Here are some things to keep in mind when creating Dataset Storage:
-
Admins cannot create a Dataset Storage on the local data plane because there can only be one, which is associated with the Domino shared store.
-
Dataset Storages can only be edited if no Datasets are currently using them, to avoid disrupting ongoing dataset work.
-
Admins can edit the name, underlying volume, and the is default field.
Prerequisite: If your Kubernetes cluster is not configured to automatically create a Persistent Volume (VC) when a Persistent Volume Claim (PVC) is used, you must set up a Kubernetes PV and PVC in the cluster first.
You’ll need to add a few things to the PVS specification:
-
Add the label dominodatalab.com/dataset-storage: <driver>
labels: “dominodatalab.com/dataset-storage:EFS"
-
Add the namespace used in your data plane (usually compute):
namespace: YOUR-DOMINO-COMPUTE-NAMESPACE
-
Next, click the Add Dataset Storage button and enter this information:
-
Name: specify a name for the Dataset Storage.
-
Data Plane: select the data plane you want to use.
-
Volume: choose the PVC name from the dropdown.
-
The volume may not be discoverable immediately. If you don’t see the volume you want to use, close the modal and reopen it after a few minutes.
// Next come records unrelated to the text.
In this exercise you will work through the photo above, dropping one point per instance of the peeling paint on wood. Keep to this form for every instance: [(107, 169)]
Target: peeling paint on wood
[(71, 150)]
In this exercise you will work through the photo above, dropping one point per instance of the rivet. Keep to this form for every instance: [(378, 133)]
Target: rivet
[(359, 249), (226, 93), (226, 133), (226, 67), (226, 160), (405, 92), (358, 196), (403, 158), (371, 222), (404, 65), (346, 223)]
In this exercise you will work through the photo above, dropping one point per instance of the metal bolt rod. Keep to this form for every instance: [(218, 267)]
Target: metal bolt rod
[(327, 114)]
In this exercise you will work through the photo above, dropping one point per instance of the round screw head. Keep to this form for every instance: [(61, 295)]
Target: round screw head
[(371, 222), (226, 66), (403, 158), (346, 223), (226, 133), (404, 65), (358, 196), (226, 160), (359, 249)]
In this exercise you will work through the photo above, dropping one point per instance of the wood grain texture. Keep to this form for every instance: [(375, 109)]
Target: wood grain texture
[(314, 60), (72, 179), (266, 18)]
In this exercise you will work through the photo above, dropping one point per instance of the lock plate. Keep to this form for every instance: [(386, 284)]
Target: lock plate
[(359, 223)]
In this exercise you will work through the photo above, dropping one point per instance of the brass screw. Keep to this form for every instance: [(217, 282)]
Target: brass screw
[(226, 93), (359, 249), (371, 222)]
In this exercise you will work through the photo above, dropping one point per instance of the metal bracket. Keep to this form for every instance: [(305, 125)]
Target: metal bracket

You’ll need to register your newly created Dataset Storages before users can access it. To register a Dataset Storage:
-
Go to the Admin UI and select Datasets.
-
Click on Dataset Storage.
You can only unregister a Dataset Storage if no Datasets are using it. Local Dataset Storage cannot be deleted, but remote Dataset Storages can be. Admins must delete the Persistent Volume Claim (PVC) or Persistent Volume (PV) from the cluster if needed.
Admins can view all Dataset Storages, including names, driver types (like EFS, NFS, SMB), and their associated data planes. The “Is Default” section indicates if a Dataset Storage is the default. This means that when creating a Dataset in that data plane, the default will be used unless changed.
The configurations outlined below are set in the config map of a service on a data plane basis and impact the datasets located there. These configurations serve as a redundancy measure to ensure that temporary files or files marked for deletion are eventually cleaned up, even if the original process that created them fails to do so.
Note: Making the grace period settings too short could result in files being deleted while they are still in use.
-
cleanDownloadDirsPeriod: Temporary files generated during the download process are regularly cleared.
-
cleanDeleteDirsGracePeriod: Frequency files that are scheduled for deletion have been cleared.
-
cleanDownloadDirsGracePeriod: Grace period before deleting any temporary files related to the download process.
-
cleanDeleteDirsGracePeriod: Grace period before deleting any temporary files related to the delete process.
For more detail on setting these configurations, see Enable Datasets in Nexus.